Latest attack trio aiming to continue rich legacy
Published 12:00 am, Thursday, April 19, 2018
DARIEN—You don’t reach 60 consecutive wins by accident.
It takes a talented and disciplined roster from top-to-bottom, elite coaching and a little luck.
Darien has all that, but what has been remarkable year after year is the play of the Wave’s first attack line.
In 2016, the line of Jack Kniffin, Colin Minicus and Kevin Lindley was as good as there was in the country.
In 2017, Lindley became the focal point, setting school records for goals in a season, game and career and complemented by Matt Meyjes and Logan McGovern.
Now, it’s McGovern, who had over 100 points a season ago and has over 200 for his career, that is the face of the team. He is joined by senior Brian Minicus and junior Hudson Pokorny.
“Everyone complements each other very well,” McGovern said. “Brian is a lefty shooter and a dodger like Kevin was, Hudson is a great finisher and can dodge if called on. We’re just very balanced down there like we always are.”
The parallels the last three seasons are interesting.
All three years the lines have consisted of two seniors and a junior, seemingly grooming the leading scorer for the next season. It worked with Lindley, it’s working with McGovern and Pokorny is next in line.
Another similarity is the path both Meyjes and Brian Minicus took to their spots. Because of the team needs, both played midfield as juniors. Both were successful enough to see crucial minutes for state championship teams, earning their spots in their natural position for their senior seasons.
Not only do the upperclassmen provide an example for those that will follow in their place in incoming years, they’re so precise that other FCIAC teams use their film to train.

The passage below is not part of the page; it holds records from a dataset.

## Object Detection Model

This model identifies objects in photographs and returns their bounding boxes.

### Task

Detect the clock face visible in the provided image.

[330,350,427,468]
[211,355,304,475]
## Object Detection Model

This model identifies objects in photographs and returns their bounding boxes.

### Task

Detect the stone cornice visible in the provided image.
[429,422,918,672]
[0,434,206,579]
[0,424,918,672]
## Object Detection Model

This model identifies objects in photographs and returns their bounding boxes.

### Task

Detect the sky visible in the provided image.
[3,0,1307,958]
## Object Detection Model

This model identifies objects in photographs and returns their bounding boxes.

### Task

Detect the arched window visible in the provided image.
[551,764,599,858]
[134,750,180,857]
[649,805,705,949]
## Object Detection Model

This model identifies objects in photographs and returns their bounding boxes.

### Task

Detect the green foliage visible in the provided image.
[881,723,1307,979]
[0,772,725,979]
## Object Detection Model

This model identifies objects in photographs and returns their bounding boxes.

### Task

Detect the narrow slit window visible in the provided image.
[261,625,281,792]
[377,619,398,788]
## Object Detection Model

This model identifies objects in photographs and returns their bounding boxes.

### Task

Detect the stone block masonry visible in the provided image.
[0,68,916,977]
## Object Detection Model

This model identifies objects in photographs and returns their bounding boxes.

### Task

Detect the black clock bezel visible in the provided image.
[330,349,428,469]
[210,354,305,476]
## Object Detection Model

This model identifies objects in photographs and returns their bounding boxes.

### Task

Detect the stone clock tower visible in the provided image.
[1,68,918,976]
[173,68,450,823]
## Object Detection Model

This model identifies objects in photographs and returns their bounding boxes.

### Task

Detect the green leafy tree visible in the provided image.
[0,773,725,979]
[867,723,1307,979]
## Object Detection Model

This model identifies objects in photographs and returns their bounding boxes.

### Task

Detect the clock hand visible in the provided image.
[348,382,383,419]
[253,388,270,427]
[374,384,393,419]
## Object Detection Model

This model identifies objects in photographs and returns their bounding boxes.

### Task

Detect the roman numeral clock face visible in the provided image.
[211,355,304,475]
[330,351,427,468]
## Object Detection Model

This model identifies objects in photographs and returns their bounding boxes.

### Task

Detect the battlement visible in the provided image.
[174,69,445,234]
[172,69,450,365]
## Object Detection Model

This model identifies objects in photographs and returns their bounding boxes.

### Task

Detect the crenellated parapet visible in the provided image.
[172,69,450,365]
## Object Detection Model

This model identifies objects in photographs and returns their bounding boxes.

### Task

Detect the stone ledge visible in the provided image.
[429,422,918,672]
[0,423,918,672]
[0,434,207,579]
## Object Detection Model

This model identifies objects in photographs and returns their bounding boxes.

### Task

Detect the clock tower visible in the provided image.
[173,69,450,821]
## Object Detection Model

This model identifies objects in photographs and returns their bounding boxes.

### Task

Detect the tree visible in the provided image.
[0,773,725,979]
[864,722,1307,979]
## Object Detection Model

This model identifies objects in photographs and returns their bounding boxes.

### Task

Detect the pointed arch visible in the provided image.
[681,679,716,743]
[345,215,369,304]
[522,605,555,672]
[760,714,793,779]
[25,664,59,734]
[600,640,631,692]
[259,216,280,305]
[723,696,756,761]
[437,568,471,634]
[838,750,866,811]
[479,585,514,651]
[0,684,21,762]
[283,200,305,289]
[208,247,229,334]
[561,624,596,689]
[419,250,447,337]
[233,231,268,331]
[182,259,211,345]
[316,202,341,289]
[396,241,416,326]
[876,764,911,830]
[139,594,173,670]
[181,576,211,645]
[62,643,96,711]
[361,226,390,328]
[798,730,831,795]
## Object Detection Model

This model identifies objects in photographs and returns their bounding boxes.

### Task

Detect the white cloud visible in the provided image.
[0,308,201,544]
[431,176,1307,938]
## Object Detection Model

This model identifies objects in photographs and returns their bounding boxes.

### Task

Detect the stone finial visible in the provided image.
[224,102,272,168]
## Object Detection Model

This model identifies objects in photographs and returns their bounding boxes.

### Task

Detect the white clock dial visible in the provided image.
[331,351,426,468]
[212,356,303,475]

“When you got kids like McGovern and Minicus and Pokorny and the whole show they have around them, you really see how offenses run on time,” Fairfield Ludlowe coach Chris Parisi said earlier in the season. “Everything is time, time, time, time and for our kids to see that defensively—anytime we turn our heads, cutters come and the ball is fed right there. So, by them exposing us on film, makes us better, helps us prepare.”
Playing on that top line is an honor at Darien, and one not taken lightly by those that grace the position.
“Year to year we’re trying to make a name for ourselves, in practice we always put in a lot of work,” McGovern said. “People are never going to forget about those guys, but we just want to make a name for ourselves out there.”
It’s safe to say, they already have.